Do I need a compliance tool to get SOC 2?
No, but compliance tools significantly reduce manual work and audit risk. You can manage SOC 2 with spreadsheets and manual evidence collection, but this doesn't scale and increases the likelihood of missing evidence or failing audits. Compliance automation platforms or Risk Operations Centers streamline evidence collection, control monitoring, and audit preparation—reducing engineering time spent on compliance by 50-70%.
How do I maintain SOC 2 compliance?
Maintaining SOC 2 compliance requires continuous control operation, evidence collection, monitoring, and annual re-certification. Most companies struggle because they optimized for the initial audit, not long-term operations.
Effective maintenance requires:
- Automated evidence collection
- Continuous control monitoring
- Proactive alerting for drift or failures
- Remediation workflows integrated with your tools
- Operational support to handle day-to-day compliance tasks
Automated platforms or Risk Operations Centers make compliance continuous rather than periodic.
Is SOC 2 attestation worth it?
Yes, if you sell B2B SaaS to enterprise customers. SOC 2 is often mandatory for procurement and directly impacts revenue by removing a common sales objection. However, attestation alone isn't sufficient; you need real security across all five security pillars (compliance, cloud security, application security, device management, third-party risk), not just checkbox compliance theater.
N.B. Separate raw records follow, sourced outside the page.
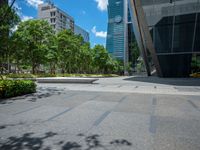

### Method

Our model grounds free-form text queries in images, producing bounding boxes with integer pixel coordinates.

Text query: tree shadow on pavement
[0,132,132,150]
[0,87,65,104]
[0,132,57,150]
[124,76,200,86]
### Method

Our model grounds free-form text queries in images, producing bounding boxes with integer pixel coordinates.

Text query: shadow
[0,132,57,150]
[124,76,200,86]
[0,87,66,104]
[0,122,25,130]
[0,132,132,150]
[61,134,132,150]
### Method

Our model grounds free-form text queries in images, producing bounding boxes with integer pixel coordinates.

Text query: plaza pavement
[0,77,200,150]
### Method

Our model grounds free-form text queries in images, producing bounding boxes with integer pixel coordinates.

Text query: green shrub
[6,74,35,78]
[0,80,36,98]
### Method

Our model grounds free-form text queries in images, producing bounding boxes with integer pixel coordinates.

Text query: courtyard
[0,77,200,150]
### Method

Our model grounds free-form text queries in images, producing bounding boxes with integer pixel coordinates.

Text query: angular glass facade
[106,0,125,60]
[129,0,200,77]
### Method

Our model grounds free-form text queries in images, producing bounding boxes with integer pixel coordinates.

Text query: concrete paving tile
[33,108,104,135]
[113,100,152,115]
[94,93,126,102]
[14,105,69,122]
[176,137,200,150]
[80,134,153,150]
[156,117,200,138]
[155,106,200,120]
[89,112,150,136]
[77,101,118,111]
[153,133,177,150]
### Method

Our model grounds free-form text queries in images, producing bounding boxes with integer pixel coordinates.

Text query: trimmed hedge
[6,73,118,78]
[0,80,36,98]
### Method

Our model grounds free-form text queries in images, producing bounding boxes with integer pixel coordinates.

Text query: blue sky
[15,0,108,46]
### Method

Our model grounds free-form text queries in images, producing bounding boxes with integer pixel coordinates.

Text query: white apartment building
[38,3,74,32]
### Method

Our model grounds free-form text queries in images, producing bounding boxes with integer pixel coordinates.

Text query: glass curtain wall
[141,0,200,77]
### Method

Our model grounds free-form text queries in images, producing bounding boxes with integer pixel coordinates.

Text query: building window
[51,11,56,17]
[41,6,50,11]
[51,18,56,23]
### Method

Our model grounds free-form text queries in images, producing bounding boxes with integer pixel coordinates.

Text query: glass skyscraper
[106,0,134,63]
[128,0,200,77]
[106,0,125,59]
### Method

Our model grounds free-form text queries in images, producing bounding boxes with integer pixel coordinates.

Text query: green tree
[0,4,20,73]
[93,45,119,73]
[14,20,53,74]
[46,35,58,74]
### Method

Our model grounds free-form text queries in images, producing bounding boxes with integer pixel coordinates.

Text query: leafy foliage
[0,4,20,72]
[0,80,36,98]
[13,20,53,73]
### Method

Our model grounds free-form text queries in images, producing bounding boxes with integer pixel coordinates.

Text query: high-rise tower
[106,0,134,72]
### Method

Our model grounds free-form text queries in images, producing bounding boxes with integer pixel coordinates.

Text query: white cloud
[81,10,86,15]
[92,26,107,38]
[26,0,44,8]
[95,0,108,11]
[21,16,33,22]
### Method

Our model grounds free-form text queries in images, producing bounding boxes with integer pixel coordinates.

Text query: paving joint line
[13,105,41,115]
[44,108,73,122]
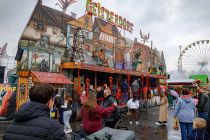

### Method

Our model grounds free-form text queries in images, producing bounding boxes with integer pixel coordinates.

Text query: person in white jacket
[127,94,139,125]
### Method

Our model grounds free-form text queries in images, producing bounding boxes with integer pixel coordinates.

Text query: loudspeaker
[0,66,5,83]
[15,48,23,61]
How does SOC 2 compare to ISO 27001?
Both validate information security management, but SOC 2 is US-focused and audited by CPAs, while ISO 27001 is an international standard certified by accredited bodies.
Key differences:
- ISO 27001 is more prescriptive about required controls and follows a formal ISMS (Information Security Management System) framework
- SOC 2 offers more flexibility in control implementation
Many companies pursue both—SOC 2 for US enterprise sales, ISO 27001 for global markets and European customers who prefer international standards.